Tristan caught her gaze and nodded. “I’ll talk to her. We’ve already arranged ER coverage—James and I can rotate shifts here.”

James didn’t look up from the scans. “I’m not leaving him.”

Charlotte looked at the man lying in the bed. His face finally looked calm. No twitching. No gasps. Just stillness. And that scared her more than the thrashing.

James continued, “I’ll jam the signal. Try to keep him alive. But they know he’s free...”

“They’ll come,” Ethan finished. “And we’ll be ready.”

Then James added, almost to himself, “If they built in a failsafe, it could destroy his brain. Removing these things is like defusing a bomb.”

That landed hard. No one said anything.

Charlotte stood slowly, legs numb, and leaned over Alex. She brushed his hair back, the way she used to after long days—when he’d come in exhausted, and she was the only one who knew how to calm him down. She wiped the sweat from his brow with a cool cloth and whispered, “You didn’t come this far to be taken again. Or to lose your life.”

Behind her, Noah's voice cracked—soft, almost reverent. “None of the other survivors had these implants. Alex isn’t just a patient. He’s the blueprint. He’s evidence. If we get him through this, if we pull them out without killing him, we don’t just get Alex back.”

Tristan nodded. “We get proof. Of everything.”

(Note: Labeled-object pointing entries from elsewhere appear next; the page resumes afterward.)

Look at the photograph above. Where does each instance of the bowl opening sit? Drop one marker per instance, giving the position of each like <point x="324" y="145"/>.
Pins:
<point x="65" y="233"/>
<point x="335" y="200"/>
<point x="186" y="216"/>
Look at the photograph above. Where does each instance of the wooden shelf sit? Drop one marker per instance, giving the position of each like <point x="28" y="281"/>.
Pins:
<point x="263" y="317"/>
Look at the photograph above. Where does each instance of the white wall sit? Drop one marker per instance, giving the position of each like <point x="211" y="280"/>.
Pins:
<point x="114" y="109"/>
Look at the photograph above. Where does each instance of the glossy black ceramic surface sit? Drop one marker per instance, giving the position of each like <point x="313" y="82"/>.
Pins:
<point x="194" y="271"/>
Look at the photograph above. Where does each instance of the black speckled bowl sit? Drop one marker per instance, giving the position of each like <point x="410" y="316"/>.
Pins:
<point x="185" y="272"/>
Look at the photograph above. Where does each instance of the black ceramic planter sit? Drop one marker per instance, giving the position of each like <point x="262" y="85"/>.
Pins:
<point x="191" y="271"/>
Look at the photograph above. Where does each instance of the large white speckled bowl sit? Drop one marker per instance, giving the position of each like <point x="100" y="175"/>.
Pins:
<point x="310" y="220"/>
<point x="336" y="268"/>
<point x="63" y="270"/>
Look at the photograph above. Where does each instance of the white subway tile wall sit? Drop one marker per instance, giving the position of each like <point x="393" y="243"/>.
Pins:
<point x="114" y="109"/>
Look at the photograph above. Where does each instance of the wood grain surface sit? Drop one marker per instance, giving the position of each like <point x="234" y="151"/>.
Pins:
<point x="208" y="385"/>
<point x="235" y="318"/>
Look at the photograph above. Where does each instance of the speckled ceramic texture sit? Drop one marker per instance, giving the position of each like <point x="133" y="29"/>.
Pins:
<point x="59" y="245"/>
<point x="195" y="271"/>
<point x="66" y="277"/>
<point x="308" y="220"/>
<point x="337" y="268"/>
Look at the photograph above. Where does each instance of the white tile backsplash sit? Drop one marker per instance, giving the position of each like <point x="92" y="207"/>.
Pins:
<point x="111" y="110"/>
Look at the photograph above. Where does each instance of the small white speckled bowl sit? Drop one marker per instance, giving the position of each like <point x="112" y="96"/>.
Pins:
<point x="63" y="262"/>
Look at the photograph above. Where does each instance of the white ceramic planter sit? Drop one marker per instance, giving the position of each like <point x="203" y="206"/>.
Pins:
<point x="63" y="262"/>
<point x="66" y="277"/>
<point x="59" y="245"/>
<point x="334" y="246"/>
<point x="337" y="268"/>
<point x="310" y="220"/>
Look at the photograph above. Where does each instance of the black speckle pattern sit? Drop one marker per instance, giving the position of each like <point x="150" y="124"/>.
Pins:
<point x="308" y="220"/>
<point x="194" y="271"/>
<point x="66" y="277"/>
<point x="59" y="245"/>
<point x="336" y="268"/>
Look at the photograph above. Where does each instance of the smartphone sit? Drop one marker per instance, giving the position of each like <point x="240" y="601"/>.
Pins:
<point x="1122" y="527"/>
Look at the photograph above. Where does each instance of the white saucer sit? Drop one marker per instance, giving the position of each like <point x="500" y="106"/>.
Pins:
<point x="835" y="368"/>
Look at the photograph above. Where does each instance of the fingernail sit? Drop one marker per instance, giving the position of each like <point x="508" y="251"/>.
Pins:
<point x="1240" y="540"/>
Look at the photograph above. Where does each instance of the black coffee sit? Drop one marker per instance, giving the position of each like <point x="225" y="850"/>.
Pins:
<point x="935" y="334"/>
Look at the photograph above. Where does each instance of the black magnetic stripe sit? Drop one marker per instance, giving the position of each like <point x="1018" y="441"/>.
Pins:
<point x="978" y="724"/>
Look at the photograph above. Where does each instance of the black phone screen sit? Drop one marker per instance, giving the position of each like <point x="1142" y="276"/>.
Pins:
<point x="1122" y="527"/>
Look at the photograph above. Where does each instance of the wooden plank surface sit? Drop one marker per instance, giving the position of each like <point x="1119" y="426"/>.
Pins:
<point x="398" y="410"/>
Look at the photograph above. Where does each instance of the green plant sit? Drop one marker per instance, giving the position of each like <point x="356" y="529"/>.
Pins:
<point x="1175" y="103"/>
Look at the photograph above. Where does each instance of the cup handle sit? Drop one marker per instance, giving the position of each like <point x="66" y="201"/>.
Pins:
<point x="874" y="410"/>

Charlotte turned to James. “Then we finish what Elias started.” She didn’t cry. Not now. Not in front of them. But her chest burned with it.

Under heavy security, they began the transfer. The team moved like clockwork—silent, efficient, tense. And through it all, Charlotte kept her hand in his. Even as they wheeled him toward the OR, even as the fluorescent lights passed overhead like a countdown.

Come back to me, she thought, not saying it aloud.

Because if he did—if he could—she’d never let him go again.

The room wascold and sterile, humming with quiet dread. Harsh surgical lights illuminated Alex Marcel’s still form, sweat gleaming on his exposed skin. His lips were pale.

“His temp is still high. Where the hell is the spinal tap result?” James demanded.

“We started him on ceftriaxone when we saw the punctures along the spine. The results populated on the system. I just ordered vancomycin,” Tristan said. “Still no word on what he was drugged with.”

“This is going to be a long surgery. Tell everyone to get some sleep. Put up the latest scans.” James stared at them. “Damn it.”

“What?” Tristan asked.

He pointed at a blob near a wire. “It’s an abscess. They were sloppy when they did this to him.” James exhaled. “Alright, let’s do this.”

James left the OR to scrub. Returning, he stared at his patient. Alex’s fingers were twitching. “He’s having seizures.” He looked at the anesthesiologist. “Put him under.”

Tristan watched the heart monitor displaying an unsteady rhythm—beep… beep…beep beep…beep. “James, his heart is struggling.”